Current kvm allocates 8 pages in advance for Posted Interrupt Descriptor
pointer (PID-pointer) table to accommodate vCPUs with APIC ID up to
KVM_MAX_VCPU_IDS - 1. This policy wastes some memory because most of
VMs have less than 512 vCPUs and then just need one page.
If user hypervisor specify max practical vcpu id prior to vCPU creation,
IPIv can allocate only essential memory for PID-pointer table and reduce
the memory footprint of VMs.
Suggested-by: Sean Christopherson <[email protected]>
Signed-off-by: Zeng Guang <[email protected]>
---
arch/x86/kvm/vmx/vmx.c | 45 ++++++++++++++++++++++++++++--------------
1 file changed, 30 insertions(+), 15 deletions(-)
diff --git a/arch/x86/kvm/vmx/vmx.c b/arch/x86/kvm/vmx/vmx.c
index 0cb141c277ef..22bfb4953289 100644
--- a/arch/x86/kvm/vmx/vmx.c
+++ b/arch/x86/kvm/vmx/vmx.c
@@ -230,9 +230,6 @@ static const struct {
};
#define L1D_CACHE_ORDER 4
-
-/* PID(Posted-Interrupt Descriptor)-pointer table entry is 64-bit long */
-#define MAX_PID_TABLE_ORDER get_order(KVM_MAX_VCPU_IDS * sizeof(u64))
#define PID_TABLE_ENTRY_VALID 1
static void *vmx_l1d_flush_pages;
@@ -4434,6 +4431,24 @@ static u32 vmx_secondary_exec_control(struct vcpu_vmx *vmx)
return exec_control;
}
+static int vmx_alloc_pid_table(struct kvm_vmx *kvm_vmx)
+{
+ struct page *pages;
+
+ if(kvm_vmx->pid_table)
+ return 0;
+
+ pages = alloc_pages(GFP_KERNEL | __GFP_ZERO,
+ get_order(kvm_vmx->kvm.arch.max_vcpu_id * sizeof(u64)));
+
+ if (!pages)
+ return -ENOMEM;
+
+ kvm_vmx->pid_table = (void *)page_address(pages);
+ kvm_vmx->pid_last_index = kvm_vmx->kvm.arch.max_vcpu_id - 1;
+ return 0;
+}
+
#define VMX_XSS_EXIT_BITMAP 0
static void init_vmcs(struct vcpu_vmx *vmx)

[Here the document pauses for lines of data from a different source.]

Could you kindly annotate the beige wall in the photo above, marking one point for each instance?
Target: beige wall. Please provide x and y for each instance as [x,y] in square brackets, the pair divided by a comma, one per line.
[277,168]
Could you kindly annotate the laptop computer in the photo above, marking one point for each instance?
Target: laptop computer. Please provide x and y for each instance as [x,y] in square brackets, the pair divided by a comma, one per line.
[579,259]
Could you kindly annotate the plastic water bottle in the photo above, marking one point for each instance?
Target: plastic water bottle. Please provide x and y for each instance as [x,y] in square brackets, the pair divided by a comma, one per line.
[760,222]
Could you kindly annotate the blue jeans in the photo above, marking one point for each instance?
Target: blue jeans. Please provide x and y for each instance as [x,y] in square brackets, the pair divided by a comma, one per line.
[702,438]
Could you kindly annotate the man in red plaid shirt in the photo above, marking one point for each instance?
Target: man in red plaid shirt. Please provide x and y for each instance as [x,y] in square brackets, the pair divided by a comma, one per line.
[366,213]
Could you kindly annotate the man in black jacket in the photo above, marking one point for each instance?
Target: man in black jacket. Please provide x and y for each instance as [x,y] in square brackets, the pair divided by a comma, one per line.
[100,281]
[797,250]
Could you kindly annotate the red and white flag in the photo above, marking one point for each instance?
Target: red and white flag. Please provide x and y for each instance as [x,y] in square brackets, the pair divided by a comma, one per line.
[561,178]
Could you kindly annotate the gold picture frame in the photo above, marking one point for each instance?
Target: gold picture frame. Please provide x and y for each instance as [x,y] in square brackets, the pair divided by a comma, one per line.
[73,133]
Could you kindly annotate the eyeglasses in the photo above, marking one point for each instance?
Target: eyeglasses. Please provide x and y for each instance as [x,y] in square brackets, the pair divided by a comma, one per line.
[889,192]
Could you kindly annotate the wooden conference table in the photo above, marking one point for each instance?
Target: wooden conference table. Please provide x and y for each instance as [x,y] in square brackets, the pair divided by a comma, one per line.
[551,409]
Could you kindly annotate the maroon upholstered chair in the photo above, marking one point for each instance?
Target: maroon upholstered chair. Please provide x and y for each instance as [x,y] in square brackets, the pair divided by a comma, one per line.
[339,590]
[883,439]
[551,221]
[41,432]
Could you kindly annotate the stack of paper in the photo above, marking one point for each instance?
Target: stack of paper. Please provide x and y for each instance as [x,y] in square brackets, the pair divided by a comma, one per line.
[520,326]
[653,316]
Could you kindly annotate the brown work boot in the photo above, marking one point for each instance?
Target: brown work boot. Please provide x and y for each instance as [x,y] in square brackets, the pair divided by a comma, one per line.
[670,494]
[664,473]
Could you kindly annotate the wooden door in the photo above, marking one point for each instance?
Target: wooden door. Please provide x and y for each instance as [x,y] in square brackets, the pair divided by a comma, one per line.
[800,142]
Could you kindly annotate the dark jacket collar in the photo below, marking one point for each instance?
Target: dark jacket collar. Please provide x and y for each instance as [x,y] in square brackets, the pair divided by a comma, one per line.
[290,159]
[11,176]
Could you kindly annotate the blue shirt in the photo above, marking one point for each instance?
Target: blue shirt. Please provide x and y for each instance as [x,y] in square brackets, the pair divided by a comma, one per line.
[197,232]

@@ -7159,6 +7174,16 @@ static int vmx_create_vcpu(struct kvm_vcpu *vcpu)
goto free_vmcs;
}
+ if (enable_ipiv && kvm_vcpu_apicv_active(vcpu)) {
+ struct kvm_vmx *kvm_vmx = to_kvm_vmx(vcpu->kvm);
+
+ mutex_lock(&vcpu->kvm->lock);
+ err = vmx_alloc_pid_table(kvm_vmx);
+ mutex_unlock(&vcpu->kvm->lock);
+ if (err)
+ goto free_vmcs;
+ }
+
return 0;
free_vmcs:
@@ -7202,17 +7227,6 @@ static int vmx_vm_init(struct kvm *kvm)
}
}
- if (enable_ipiv) {
- struct page *pages;
-
- pages = alloc_pages(GFP_KERNEL | __GFP_ZERO, MAX_PID_TABLE_ORDER);
- if (!pages)
- return -ENOMEM;
-
- to_kvm_vmx(kvm)->pid_table = (void *)page_address(pages);
- to_kvm_vmx(kvm)->pid_last_index = KVM_MAX_VCPU_IDS - 1;
- }
-
return 0;
}
@@ -7809,7 +7823,8 @@ static void vmx_vm_destroy(struct kvm *kvm)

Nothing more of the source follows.